Le coach doit souscrire une assurance responsabilité civile professionnelle couvrant ses activités de coaching dans les différents pays où il exerce.

Capacités professionnelles

Le coach possède les qualifications, compétences et expériences nécessaires pour répondre aux besoins des clients et s’engage à ne pas excéder les limites de ses compétences. Le cas échéant, il doit orienter ses clients vers un autre coach plus expérimenté ou aux qualifications mieux adaptées.

L’état de santé du coach doit lui permettre d’exercer ses activités dans de bonnes conditions. À défaut, ou s’il doute de sa capacité à exercer en raison de problèmes de santé, il doit demander conseil ou assistance auprès d’autres professionnels. Si nécessaire ou préférable, le coach doit suggérer au client de mettre fin à la relation de travail et l’orienter vers un autre coach.

Supervision permanente

Le coach établit une relation avec un superviseur qualifié ou un groupe de pairs, à une fréquence adaptée à sa pratique du coaching et conforme aux exigences de son organisation professionnelle et à son niveau d’accréditation.

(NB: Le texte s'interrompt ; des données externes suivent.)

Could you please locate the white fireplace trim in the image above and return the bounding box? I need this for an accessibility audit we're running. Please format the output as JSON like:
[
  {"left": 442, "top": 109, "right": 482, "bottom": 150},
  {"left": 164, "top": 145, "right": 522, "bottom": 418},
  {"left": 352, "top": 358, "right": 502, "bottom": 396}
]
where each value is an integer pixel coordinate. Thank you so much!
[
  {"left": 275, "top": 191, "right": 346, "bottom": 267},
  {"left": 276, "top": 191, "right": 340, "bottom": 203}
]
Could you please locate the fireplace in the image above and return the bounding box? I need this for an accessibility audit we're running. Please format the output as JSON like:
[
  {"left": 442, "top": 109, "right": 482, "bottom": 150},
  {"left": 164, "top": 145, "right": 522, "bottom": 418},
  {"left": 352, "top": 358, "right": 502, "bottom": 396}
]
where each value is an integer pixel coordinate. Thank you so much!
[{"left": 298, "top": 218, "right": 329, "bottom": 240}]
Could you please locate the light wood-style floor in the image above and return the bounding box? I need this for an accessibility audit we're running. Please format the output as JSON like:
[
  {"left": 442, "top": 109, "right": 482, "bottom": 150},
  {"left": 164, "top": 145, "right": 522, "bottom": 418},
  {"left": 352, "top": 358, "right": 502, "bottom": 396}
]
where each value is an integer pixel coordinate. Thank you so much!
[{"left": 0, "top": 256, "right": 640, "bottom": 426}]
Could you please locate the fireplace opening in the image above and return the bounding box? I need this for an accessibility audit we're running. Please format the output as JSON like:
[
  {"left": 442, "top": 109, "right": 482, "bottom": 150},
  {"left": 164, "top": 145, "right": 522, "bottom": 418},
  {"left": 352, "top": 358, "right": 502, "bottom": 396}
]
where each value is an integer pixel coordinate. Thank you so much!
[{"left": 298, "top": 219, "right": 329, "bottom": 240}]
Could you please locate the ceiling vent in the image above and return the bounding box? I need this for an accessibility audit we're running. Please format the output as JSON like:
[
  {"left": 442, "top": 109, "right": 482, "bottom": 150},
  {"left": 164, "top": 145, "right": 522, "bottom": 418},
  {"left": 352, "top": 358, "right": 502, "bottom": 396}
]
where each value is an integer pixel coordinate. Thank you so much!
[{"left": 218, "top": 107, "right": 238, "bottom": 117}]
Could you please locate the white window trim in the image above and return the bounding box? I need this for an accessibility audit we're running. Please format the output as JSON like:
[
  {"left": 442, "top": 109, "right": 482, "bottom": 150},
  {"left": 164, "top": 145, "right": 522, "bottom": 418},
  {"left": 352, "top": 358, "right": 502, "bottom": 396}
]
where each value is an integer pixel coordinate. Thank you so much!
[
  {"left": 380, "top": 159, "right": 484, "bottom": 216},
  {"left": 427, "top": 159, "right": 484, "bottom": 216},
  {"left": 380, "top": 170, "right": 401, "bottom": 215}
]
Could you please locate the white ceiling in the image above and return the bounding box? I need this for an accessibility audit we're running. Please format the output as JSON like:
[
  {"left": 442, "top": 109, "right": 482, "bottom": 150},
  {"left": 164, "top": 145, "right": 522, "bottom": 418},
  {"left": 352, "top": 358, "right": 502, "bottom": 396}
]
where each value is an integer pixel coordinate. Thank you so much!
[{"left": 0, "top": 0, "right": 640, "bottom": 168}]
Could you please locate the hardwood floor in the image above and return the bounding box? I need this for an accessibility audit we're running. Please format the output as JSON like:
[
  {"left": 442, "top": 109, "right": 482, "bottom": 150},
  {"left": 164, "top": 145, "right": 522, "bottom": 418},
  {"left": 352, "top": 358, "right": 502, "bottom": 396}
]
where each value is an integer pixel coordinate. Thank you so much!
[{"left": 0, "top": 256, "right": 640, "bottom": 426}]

Le coach veille à ce qu’aucun autre type de relation avec son superviseur ne risque de nuire à la qualité de la relation de supervision.

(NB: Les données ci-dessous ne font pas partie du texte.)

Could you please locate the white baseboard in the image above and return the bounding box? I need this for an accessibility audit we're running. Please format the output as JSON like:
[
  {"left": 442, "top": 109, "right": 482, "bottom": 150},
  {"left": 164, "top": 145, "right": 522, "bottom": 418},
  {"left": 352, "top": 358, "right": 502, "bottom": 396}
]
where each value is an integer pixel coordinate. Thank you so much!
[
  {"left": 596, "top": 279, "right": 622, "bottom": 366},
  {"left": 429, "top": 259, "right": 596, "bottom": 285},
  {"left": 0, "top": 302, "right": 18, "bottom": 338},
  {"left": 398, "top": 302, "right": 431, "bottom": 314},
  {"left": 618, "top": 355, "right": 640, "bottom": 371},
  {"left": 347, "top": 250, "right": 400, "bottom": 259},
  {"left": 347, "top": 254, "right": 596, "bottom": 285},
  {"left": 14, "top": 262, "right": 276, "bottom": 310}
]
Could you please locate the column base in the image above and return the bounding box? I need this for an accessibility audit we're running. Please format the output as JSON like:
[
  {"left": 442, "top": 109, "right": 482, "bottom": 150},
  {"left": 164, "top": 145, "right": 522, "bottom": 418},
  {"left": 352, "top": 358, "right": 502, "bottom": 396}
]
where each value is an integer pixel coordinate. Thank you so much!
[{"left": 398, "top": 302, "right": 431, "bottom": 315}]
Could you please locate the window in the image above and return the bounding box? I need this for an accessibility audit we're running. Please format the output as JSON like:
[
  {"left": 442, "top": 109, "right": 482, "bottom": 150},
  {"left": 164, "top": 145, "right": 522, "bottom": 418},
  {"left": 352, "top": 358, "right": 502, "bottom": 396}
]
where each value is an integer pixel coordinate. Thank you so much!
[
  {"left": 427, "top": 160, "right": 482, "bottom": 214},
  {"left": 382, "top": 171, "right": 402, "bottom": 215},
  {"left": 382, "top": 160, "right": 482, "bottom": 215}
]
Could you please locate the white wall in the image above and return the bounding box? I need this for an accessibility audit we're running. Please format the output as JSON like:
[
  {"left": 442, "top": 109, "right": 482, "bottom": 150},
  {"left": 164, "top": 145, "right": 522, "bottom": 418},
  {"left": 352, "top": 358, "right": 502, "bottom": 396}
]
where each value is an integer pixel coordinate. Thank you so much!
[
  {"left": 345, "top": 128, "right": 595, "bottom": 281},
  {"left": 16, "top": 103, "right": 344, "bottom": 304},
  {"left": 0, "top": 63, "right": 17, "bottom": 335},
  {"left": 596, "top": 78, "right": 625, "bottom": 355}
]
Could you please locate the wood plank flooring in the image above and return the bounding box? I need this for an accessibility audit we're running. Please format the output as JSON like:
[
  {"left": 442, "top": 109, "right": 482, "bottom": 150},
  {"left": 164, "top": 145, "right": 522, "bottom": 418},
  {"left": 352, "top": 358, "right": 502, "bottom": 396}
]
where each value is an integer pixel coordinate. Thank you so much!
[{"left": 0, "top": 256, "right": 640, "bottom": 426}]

Le coach doit discuter de tout problème éthique réel ou potentiel ainsi que de toute infraction au présent code avec son superviseur ou groupe de pairs pour obtenir soutien et conseils.

Développement professionnel continu

Le coach élargit ses compétences de coach en suivant des formations et/ou actions de développement professionnel continu adaptées à sa situation.

Le coach apporte une contribution à la communauté professionnelle, en fonction de son degré d’expertise. Cette contribution peut prendre diverses formes, par exemple une assistance informelle à d’autres membres actifs, une contribution au développement de la profession, la réalisation d’études, des publications, etc.

Le coach évalue systématiquement la qualité de sa pratique, par exemple au travers du feedback de ses clients, de son superviseur et d’autres interlocuteurs pertinents.